Certainly, while the government media were exploiting this development to spruce up government’s human rights record, the authorities were ironically in the news for trying to bar more than a dozen foreign journalists from covering England’s current One Day International Cricket tour to Zimbabwe.

Typically, The Herald and Chronicle (25 & 26/11) tried to suffocate this latest display of government’s intolerance of media freedom, one of the concerns raised by the proposed UN draft resolution. The two papers carried brief reports on the matter and simply smothered the facts surrounding the issue. This contrasted sharply with the detailed and balanced reports carried by the private media, such as The Daily Mirror (25/11), The Financial Gazette (25/11) and Zimbabwe Independent (26/11).
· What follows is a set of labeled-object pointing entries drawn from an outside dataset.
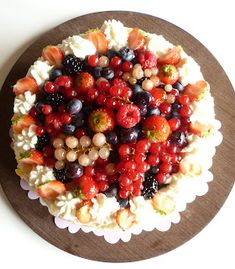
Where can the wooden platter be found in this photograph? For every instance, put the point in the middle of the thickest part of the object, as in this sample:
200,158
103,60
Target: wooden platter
147,244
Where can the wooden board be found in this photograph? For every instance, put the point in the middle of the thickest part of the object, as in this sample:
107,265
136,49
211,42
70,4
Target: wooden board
147,244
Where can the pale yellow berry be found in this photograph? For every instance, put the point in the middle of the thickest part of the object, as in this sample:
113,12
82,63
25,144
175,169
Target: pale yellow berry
58,143
84,160
104,153
71,156
85,141
93,154
60,154
71,142
59,165
99,139
103,61
147,85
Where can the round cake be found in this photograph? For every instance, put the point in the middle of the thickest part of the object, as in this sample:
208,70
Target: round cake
115,129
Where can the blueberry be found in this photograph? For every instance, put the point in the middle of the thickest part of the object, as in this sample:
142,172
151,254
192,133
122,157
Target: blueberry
107,73
123,202
69,129
143,98
74,106
111,138
153,111
178,86
78,121
112,190
127,54
55,74
128,135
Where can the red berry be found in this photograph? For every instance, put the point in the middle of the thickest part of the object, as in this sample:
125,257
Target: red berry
93,60
65,118
124,150
165,108
174,124
161,178
123,193
127,66
165,168
184,99
128,115
50,87
64,81
115,62
40,131
46,109
185,111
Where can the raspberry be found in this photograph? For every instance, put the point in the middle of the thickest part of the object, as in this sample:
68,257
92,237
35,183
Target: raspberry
147,59
128,116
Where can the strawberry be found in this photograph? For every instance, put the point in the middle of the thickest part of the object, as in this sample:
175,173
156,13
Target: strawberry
53,55
159,96
99,40
156,128
147,59
51,190
88,187
21,122
25,84
136,39
196,91
171,57
200,129
168,74
124,218
101,120
32,157
84,82
128,115
83,212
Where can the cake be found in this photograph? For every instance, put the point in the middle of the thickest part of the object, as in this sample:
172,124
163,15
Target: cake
115,128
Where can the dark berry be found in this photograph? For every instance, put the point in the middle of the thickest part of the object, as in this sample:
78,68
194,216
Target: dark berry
150,187
127,54
72,65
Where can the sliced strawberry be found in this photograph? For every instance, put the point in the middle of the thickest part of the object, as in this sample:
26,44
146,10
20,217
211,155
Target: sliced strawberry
99,40
125,218
21,122
32,157
51,189
136,39
200,129
83,212
53,55
171,57
196,91
25,84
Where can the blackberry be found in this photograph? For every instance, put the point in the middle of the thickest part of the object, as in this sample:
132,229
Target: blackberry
61,175
150,186
54,99
42,142
72,65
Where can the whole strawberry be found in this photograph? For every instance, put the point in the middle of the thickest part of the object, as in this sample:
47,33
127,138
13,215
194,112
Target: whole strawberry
101,120
84,82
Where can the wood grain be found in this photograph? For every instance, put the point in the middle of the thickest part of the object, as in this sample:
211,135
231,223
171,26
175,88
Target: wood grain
147,244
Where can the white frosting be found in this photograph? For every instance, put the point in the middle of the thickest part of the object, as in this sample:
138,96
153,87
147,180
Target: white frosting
24,102
39,175
40,71
26,140
157,44
78,46
116,34
67,206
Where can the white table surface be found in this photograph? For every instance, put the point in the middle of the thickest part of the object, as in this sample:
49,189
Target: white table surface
22,22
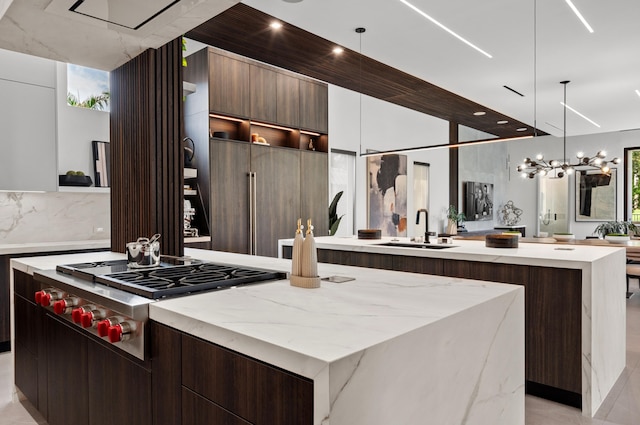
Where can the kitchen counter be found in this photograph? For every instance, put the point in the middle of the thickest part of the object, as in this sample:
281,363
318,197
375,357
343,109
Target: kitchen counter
387,347
22,248
601,315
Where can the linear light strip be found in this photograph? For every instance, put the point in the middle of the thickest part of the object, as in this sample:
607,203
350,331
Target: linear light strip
444,145
579,114
446,29
579,15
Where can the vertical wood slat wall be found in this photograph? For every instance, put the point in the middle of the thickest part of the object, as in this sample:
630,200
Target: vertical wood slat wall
146,149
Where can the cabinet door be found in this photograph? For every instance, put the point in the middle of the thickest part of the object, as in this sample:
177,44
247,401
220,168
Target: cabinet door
229,168
288,100
28,160
277,195
120,390
229,91
263,94
68,384
314,98
314,182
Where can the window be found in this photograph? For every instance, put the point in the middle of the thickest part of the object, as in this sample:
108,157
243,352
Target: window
87,87
342,177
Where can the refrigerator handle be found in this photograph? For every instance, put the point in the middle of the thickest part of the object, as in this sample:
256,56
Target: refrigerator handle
250,176
254,225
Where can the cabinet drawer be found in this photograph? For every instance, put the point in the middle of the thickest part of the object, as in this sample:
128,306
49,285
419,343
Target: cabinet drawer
25,285
257,392
197,410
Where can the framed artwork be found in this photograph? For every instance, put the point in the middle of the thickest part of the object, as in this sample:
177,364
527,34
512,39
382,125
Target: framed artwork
478,201
101,162
596,195
387,197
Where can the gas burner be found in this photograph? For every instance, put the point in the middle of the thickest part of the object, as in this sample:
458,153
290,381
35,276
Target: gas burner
168,279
Moreover, contrary to the government media’s selective coverage of the authorities’ escape from UN censure, the private media actually revealed that the South African labour union, COSATU, and that country’s Communist Party (CP) remained unsettled by Zimbabwe’s hostile political environment. SW Radio Africa (25 & 27/11), The Daily Mirror (26/11) and The Standard (28/11) reported that the SA labour body had resolved to send another fact-finding mission to Zimbabwe following the ill-fated deportation of its first one last month. This would be in addition to COSATU staging a series of demonstrations outside all Zimbabwean embassies in the region to protest against the deportation and the human rights violations in Zimbabwe.

The government media blacked out this development, including Studio 7’s (23/11) revelations that the CP had called for "an end to political violence in Zimbabwe", saying that the "existing political climate in Zimbabwe and the continued use of state repression to close down the media, judiciary and opposition" was not conducive to the holding of free and fair elections in 2005.

Similarly, The Standard reported that AI had called on government to withdraw the Zimbabwe Electoral Commission Bill saying the proposed law was "flawed" and should be "appropriately reviewed".

The government media continued to evade these matters.

Rather, Power FM and Radio Zimbabwe (24/11, 6am) passively quoted Foreign Affairs Minister Stan Mudenge blaming Zimbabwe’s problems on the West, particularly Britain, which it accused of already scheming "not to recognise next year’s elections".

All media, however, failed to either inform their audiences on the EU-ACP meeting or investigate why ZANU PF MP Kumbirai Kangai, banned from travelling to Europe under the EU’s targeted sanctions regime, had failed to travel to the Netherlands for the meeting as revealed by The Daily Mirror (25/11). This was despite the fact that the Netherlands had reportedly issued him with a visa despite protests from the EU.